Date(s) - Mar 2 2017

*12:00 AM - 2:30 PM*

**Location**

Redwood Rooms C/D, Building 48

**Category(ies)**

**X-ray Spectroscopy Theory Lectures**

**John J. Rehr**

Adjunct Professor of Photon Science, SLAC

and

Dept of Physics, University of Washington

III Inelastic losses and Many-body effects

IV Real-time approaches

The first two parts of this series covered: I) Introduction to X-ray Spectroscopy Theory, and II Real-space Green’s function Theory and FEFF. Now we aim to cover some more advanced aspects of the theory. Lecture III is devoted to many-body effects which are essential to quantitative investigations of XAS. Recent advances now permit parameter-free calculations of the key effects [1]. Physically, they arise from electronic correlations and atomic vibrations that lead to inelastic losses and damping. Quasi-particle (QP) approaches with a GW self-energy such as the GW/Bethe-Salpeter equation [2] and the introduction of vibrational damping with Debye-Waller factors [3] yield significant improvements. Additional losses such as multi-electron excitations can be treated using cumulant-expansion techniques and the quasi-boson approximation [4]. Next, Lecture IV) describes real-time approaches, which are becoming increasingly important in photon spectroscopies ranging from linear and non-linear optical response to XAS with pulsed sources. Here we discuss methods based on real-time, time-dependent density functional theory (RT-TDDFT) and time-correlation functions. Finally we discuss a real-time approach for calculations of dynamic structure in nano-scale materials base on finite-temperature density functional theory based molecular dynamics and the real-space Green’s function approach in FEFF9. This approach is illustrated for the case of supported Pt nanoclusters [5].
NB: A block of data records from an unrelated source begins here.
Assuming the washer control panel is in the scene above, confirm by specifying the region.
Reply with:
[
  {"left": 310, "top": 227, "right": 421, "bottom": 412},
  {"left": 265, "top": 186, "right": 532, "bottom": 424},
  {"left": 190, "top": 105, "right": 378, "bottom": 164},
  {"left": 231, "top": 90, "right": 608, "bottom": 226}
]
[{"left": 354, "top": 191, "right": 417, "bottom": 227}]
[1] John J. Rehr et al., Comptes Rendus Physique **10**, 548 (2009).

[2] K. Gilmore et al., Comput. Phys. Comm. **197**, 109 (2015).

[3] F. Vila et al., Phys. Rev. B 78, 121404(R), (2008).

[3] Jianqiang Sky Zhou et al., J. Chem. Phys. **143**, 194109 (2015).

[4] Y. Takimoto et al., J. Rehr, J. Chem. Phys. 127, 154114 (2007).

[5] A.I. Frenkel et al., J. Vac. Sci. Technol. A 32, 020801 (2014).